Spied on several occasions, the Volkswagen ID.5 will finally make its debut in September this year, albeit in a pre-production form. The Wolfsburg-based company has just teased the ID.5 GTX concept and there’s a lot to be seen and said.
Volkswagen says it will reveal the prototype during the IAA in Munich on September 7 this year. It will become the first coupe-SUV model to be based on the Modular Electric Drive Matrix (MEB) platform, and judging by the available photos, we are pretty confident the production version will look 99 percent like the show car.
You’ve probably noticed the GTX suffix which means the concept will be a performance-oriented model. VW is now using the GTX index, a successor to the GTI, GTD, and GTE, to represent its new “athleticism” in the “world of electric mobility” or, simply put, its sporty electric models.
Visually, the prototype doesn’t look that much different from the ID.4 GTX, especially at the front where the fascias are basically identical. At the back, though, it’s a different story thanks to the sloped C-pillars and the wide horizontal lines underlined by the LED taillights with a 3D design effect.

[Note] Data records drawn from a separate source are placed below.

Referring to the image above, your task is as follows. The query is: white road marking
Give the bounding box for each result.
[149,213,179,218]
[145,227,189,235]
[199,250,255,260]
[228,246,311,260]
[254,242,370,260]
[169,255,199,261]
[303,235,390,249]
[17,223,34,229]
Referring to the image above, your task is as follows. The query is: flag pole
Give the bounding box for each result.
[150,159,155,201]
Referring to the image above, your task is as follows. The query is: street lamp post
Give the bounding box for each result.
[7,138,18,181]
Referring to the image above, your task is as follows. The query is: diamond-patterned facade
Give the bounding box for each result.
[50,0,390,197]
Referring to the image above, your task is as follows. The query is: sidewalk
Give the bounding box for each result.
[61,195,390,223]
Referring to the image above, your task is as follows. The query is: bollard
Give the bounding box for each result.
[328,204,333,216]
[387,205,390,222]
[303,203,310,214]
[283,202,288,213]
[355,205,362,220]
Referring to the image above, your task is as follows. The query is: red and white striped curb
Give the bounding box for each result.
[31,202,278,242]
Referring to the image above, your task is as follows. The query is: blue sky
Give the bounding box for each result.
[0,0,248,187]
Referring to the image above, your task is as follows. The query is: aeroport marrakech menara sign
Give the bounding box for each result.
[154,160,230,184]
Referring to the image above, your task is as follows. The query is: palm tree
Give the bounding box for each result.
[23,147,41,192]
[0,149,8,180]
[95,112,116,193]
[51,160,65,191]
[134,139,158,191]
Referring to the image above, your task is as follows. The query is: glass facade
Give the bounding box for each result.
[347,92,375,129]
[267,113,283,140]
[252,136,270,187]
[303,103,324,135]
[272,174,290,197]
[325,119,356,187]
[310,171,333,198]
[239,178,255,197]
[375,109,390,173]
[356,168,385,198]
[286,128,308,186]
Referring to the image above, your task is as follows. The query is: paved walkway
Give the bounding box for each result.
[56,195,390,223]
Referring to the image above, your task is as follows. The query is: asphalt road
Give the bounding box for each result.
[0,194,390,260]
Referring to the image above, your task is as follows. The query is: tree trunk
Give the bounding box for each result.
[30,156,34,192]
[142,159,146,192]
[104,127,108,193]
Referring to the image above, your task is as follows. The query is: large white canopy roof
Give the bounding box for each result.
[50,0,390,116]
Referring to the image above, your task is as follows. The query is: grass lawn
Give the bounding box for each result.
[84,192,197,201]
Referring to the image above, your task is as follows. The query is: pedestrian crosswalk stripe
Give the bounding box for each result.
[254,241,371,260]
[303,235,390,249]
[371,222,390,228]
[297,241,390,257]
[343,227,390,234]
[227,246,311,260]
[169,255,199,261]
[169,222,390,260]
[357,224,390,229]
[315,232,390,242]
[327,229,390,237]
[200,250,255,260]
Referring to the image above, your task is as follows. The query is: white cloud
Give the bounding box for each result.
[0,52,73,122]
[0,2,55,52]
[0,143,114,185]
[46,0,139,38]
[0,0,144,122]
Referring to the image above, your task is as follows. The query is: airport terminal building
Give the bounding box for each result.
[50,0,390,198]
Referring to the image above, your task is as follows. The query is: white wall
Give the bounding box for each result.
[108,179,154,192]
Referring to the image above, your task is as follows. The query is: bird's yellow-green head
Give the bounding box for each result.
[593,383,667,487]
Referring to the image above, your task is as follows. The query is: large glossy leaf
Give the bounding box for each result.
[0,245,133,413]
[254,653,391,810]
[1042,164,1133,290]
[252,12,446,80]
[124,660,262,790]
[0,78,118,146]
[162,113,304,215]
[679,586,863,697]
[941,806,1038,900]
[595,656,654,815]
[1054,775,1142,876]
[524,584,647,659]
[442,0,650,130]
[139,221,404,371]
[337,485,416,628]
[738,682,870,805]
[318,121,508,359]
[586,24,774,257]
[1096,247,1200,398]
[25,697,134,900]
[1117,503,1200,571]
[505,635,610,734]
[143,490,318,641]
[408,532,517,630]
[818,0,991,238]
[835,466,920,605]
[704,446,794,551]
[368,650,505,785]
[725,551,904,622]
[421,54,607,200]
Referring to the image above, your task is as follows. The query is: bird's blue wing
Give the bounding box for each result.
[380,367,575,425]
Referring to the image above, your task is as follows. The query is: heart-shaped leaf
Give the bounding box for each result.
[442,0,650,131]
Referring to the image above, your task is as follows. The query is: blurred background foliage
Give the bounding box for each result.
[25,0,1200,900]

The ID.5 GTX concept will be powered by two electric motors, one for each axle, and we expect the system’s combined output to be around 295 horsepower (220 kilowatts). That’s how much power the mechanically identical ID.4 GTX is making, and in the ID.5’s case, a large lithium-ion battery will provide a range between charges of up to 309 miles (497 kilometers) measured by the WLTP cycle.
It’s worth noting that the newest addition to VW’s ID lineup will have a slightly bigger range per charge compared to the ID.4 GTX (298 miles/480 km per WLTP). Both use the same 77-kWh battery pack, though VW says the numbers may vary for the production version depending on the specification.
Volkswagen says it will launch the production version of the electric coupe-crossover concept at some point next year when it will become the brand’s second production GTX model. Both the ID.4 GTX and ID.5 GTX are part of the automaker’s ambitious plan to increase the share of all-electric cars in all its European sales to 70 percent by 2030.